While the lower 12% apportionment now is great, he said, it may be a "low-water mark" as volumes and drilling activity rise, at least until the Trans Mountain expansion is completed.

The goal is to win regulatory approval and then launch open seasons for new contracts, he said. "We do remain confident that mid-2022 effective date for the contract is attainable."

However, a lot of opposition remains, especially from the Explorers and Producers Association of Canada, called EPAC. The lobbying group's president, Tristan Goodman, said it is critical to keep Mainline as a common carrier open to all Canadian producers, especially now that more pipeline capacity is available on the network. The long-term contracts favor the US refiners and squeeze out the junior Canadian producers, he said.

"Mainline allows easy access to small, medium and large producers. You don't want to see one group of large producers lock up the capacity," Goodman said. "We need to allow the smaller and more junior producers to survive and thrive."

Platts Analytics projects a strong possibility for a regulatory compromise, such as requiring Enbridge to set aside 15% or 20% capacity for spot shipping.
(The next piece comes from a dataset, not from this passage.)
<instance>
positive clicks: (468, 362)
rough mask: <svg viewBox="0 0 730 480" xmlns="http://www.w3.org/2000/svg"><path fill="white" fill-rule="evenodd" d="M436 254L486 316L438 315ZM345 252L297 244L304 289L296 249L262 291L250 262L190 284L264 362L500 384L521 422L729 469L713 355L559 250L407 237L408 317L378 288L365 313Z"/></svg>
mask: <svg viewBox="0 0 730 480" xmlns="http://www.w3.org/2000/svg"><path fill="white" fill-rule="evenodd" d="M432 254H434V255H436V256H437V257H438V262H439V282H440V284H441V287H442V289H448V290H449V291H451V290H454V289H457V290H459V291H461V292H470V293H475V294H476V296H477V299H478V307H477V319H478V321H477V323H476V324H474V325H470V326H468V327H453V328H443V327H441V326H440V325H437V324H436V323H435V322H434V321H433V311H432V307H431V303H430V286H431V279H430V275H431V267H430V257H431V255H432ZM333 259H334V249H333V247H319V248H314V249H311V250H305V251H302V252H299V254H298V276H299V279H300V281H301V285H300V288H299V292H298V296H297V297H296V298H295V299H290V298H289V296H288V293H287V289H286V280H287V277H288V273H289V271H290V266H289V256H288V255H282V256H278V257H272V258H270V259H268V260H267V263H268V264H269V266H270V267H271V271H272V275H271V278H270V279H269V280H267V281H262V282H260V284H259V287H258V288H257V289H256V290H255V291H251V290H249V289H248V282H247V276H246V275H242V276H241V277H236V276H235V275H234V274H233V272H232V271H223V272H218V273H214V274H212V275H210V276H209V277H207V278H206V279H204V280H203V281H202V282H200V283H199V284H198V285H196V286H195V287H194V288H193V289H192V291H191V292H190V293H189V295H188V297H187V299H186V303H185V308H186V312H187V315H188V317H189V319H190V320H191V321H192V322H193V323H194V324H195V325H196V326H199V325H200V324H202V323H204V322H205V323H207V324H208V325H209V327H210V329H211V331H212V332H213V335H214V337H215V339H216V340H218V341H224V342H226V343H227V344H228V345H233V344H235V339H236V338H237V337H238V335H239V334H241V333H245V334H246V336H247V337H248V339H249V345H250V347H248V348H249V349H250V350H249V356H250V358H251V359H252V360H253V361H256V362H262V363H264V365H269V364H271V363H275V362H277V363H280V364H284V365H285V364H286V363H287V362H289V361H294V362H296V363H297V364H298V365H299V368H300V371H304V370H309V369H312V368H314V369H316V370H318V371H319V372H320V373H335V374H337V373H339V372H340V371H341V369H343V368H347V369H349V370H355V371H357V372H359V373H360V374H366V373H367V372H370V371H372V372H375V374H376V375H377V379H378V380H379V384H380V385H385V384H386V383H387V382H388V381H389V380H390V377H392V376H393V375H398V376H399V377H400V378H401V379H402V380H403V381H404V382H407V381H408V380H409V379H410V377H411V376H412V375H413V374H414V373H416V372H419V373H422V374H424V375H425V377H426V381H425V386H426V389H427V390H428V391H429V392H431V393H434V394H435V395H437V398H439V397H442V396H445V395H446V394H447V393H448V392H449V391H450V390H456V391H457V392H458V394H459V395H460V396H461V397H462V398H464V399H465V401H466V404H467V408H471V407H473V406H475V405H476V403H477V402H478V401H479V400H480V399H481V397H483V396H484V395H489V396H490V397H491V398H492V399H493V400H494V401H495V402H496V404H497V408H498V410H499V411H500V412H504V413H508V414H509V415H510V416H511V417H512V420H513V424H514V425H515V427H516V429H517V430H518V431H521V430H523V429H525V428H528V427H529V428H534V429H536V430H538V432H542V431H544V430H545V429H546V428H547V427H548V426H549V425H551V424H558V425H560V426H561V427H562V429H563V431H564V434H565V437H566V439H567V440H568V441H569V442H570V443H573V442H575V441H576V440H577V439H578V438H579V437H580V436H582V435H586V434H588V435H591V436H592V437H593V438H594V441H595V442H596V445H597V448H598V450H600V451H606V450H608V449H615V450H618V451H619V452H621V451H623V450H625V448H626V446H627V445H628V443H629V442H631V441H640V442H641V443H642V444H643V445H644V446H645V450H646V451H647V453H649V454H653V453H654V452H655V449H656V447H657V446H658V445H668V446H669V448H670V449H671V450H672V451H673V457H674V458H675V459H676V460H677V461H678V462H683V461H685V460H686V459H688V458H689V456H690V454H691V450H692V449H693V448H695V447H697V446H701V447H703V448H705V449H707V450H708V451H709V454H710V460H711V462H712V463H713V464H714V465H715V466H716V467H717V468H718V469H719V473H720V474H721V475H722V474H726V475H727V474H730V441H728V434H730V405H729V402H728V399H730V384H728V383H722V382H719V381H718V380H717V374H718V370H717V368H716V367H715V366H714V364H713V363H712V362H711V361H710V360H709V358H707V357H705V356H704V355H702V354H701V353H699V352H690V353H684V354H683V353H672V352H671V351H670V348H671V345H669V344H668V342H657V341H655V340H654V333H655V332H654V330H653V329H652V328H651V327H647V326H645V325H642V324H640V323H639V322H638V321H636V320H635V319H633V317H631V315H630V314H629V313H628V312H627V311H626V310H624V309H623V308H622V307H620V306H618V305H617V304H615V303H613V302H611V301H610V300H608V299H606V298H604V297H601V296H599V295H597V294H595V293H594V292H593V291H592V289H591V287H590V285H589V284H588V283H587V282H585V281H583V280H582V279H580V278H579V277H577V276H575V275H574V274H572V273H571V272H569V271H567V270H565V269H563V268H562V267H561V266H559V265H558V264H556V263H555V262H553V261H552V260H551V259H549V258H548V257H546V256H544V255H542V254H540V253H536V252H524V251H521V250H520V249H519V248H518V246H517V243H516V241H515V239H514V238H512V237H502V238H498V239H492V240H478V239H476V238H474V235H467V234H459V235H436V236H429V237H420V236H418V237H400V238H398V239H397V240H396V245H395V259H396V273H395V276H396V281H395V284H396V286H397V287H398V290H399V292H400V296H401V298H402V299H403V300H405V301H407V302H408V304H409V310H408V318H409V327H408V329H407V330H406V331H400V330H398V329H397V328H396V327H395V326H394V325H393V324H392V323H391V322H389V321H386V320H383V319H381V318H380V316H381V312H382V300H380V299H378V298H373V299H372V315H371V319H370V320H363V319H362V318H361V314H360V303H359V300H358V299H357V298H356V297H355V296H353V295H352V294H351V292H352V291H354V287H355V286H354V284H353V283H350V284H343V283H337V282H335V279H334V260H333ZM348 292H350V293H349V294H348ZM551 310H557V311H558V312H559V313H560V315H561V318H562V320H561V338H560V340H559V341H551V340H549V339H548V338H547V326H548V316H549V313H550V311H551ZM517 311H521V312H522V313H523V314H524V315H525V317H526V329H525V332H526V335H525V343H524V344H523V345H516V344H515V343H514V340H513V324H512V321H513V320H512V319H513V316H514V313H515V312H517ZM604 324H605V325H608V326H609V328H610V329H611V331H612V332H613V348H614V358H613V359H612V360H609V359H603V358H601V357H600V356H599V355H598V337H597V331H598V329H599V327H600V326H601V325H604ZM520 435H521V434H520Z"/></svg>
The energy research and investment banking firm Tudor, Pickering, Holt & Co. has a base case for a 20% compromise on uncommitted capacity, as opposed to Enbridge's desire for just 10%.

"The regulator is keenly focused on the public interest," said Canadian midstream analyst Matthew Taylor, of TPH. "Our expectation is Enbridge will be successful with more concessions, including allowing more spot capacity. The other concession is making it more competitive and cost-effective for its customers."

Long history


Despite the new Mainline capacity, Enbridge's long push to move away from a monthly nomination process to committed volumes began as way to address the inefficiencies that resulted from shippers producing too much oil without enough pipelines.

In 2017, it became clear that new production from oil sands projects, such as Canadian Natural Resources' Horizon Phase 3 and Suncor's Fort Hills, would push Western Canadian production above the capacity for both rail and pipelines.

When crude inventories in Alberta rose dramatically, the value of Canadian crude plummeted. The differential for WCS at Hardisty, Alberta, reached an all-time low of WTI CMA minus $51.55/b on Oct. 11, 2018. Alberta officials warned low oil prices were threatening the province's financial stability, which ultimately resulted in a production cap by the end of 2018.

With pipelines running full and turning away crude, some buyers -- uncertain about how much crude they would receive -- began bidding for more crude than they needed. Some shippers, in turn, nominated more crude than they actually had. That led Enbridge in June 2018 to switch the monthly nomination process for one that gave priority to shippers based on their historical shipping volume. The confusion caused the WCS differential to widen more than $6/b in a single day, forcing Enbridge to cancel the plan.

The dramatic price swings around Enbridge's 2018 attempt to change its nomination process led companies, such as BP, to formally complain to the Canadian regulator. That essentially started the long process that is expected to end by late November, when the regulator makes a final decision.